Still, of all the chores we might coerce our kids into doing, this one offers the best kid-friendly payoff. They don't care about the urine on the base of the toilet seat or the dust on the television. But they do care about food. You want cookies? Melt some butter. You want homemade ranch dressing? Get out the mayo and go cut some chives.

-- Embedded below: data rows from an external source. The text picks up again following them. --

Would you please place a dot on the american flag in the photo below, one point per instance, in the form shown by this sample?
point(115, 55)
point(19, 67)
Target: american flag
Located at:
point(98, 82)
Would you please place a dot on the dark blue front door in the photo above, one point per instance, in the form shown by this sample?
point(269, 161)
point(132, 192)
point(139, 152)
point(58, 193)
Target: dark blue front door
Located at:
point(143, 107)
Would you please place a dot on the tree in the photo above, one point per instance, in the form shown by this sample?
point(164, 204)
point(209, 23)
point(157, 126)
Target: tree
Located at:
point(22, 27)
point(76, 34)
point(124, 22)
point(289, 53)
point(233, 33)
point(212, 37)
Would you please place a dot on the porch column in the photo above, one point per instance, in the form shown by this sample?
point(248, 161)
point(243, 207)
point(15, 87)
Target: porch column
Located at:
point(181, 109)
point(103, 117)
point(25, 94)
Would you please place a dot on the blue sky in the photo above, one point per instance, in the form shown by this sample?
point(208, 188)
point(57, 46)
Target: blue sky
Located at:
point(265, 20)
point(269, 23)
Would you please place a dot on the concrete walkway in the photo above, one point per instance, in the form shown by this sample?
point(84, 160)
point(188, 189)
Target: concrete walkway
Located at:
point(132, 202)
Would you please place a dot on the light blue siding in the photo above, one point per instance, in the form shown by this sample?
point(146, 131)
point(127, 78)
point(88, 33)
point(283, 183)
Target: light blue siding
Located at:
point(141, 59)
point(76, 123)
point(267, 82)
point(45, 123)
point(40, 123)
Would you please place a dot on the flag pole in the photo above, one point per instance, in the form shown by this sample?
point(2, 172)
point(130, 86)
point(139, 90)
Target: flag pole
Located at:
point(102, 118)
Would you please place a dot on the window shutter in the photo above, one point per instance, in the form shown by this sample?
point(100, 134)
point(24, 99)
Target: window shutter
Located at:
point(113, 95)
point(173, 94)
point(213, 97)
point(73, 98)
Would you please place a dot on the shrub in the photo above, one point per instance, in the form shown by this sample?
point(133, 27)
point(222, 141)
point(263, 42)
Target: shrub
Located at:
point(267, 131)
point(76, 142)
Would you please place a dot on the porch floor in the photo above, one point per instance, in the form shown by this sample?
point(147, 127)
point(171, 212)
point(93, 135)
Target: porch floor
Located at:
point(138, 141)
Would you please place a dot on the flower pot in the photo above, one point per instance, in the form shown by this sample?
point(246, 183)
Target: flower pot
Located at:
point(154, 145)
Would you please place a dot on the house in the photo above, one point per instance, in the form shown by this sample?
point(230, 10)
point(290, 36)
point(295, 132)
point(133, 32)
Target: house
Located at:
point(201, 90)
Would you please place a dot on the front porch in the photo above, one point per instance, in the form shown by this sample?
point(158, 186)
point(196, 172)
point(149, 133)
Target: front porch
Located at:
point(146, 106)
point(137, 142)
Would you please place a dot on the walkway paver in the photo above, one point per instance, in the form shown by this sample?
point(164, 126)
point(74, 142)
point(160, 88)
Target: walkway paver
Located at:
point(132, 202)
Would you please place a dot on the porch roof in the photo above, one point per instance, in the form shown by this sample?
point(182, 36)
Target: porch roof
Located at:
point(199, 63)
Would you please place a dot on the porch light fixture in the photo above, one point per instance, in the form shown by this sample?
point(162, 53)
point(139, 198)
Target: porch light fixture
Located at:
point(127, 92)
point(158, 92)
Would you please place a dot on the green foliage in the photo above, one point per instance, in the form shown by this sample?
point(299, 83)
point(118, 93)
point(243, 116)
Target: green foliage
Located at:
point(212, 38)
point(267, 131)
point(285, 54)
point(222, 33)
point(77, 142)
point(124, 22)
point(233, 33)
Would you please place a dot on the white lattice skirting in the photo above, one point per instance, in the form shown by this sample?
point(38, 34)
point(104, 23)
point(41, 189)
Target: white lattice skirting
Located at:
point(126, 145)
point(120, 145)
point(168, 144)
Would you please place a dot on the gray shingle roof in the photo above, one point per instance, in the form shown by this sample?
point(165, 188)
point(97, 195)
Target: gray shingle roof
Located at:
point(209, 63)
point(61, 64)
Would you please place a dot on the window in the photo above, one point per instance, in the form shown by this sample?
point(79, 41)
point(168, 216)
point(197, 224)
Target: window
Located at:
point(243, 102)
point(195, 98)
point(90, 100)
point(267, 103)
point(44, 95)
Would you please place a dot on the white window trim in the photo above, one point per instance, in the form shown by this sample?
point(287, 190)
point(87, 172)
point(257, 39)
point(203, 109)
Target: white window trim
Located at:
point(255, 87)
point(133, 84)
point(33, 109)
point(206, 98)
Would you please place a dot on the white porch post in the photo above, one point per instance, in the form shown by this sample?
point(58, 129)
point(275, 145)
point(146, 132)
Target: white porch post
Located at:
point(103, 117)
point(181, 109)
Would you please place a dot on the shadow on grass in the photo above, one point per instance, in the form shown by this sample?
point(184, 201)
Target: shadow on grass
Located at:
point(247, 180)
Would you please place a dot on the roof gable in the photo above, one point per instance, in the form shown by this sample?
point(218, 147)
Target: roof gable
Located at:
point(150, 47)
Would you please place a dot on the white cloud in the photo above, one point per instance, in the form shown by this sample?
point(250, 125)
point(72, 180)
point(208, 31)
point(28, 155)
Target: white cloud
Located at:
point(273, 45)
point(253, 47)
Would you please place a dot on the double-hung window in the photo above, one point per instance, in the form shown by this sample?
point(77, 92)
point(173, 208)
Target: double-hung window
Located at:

Of course, like anything, cooking has a learning curve. Years ago I left Gareth to cook a chicken while I went to tutor. I'd cleaned and prepped it, so "all he had to do" was put the bird in the oven at 5pm then set a timer to baste it every 20 minutes. He didn't have to worry about when it would be done because his dad would be home in time to take it out of the oven.
Simple, right?
When Steve arrived home at 6pm and checked on the bird, he discovered an ice-cold chicken shivering in an ice-cold oven, it's little wings tucked in tight against the frigid air. Gareth had dutifully basted a raw chicken every twenty minutes for an hour without ever turning on the heat! When I asked him if he noticed the chicken hadn't cooked he said, "I thought it just took a long time."
I suppose the moral of that story is it doesn't have to be perfect (although I prefer dinner not be raw). If you're having trouble finding time to get dinner on the table, it's okay to consider the crew of worker bees that is your family. I know the kids are busy too, so if they have a freak-out, just remind them they don't have to make the whole meal (the point is that nobody does). But if they want a decent homemade dinner in these hectic times, it takes a family.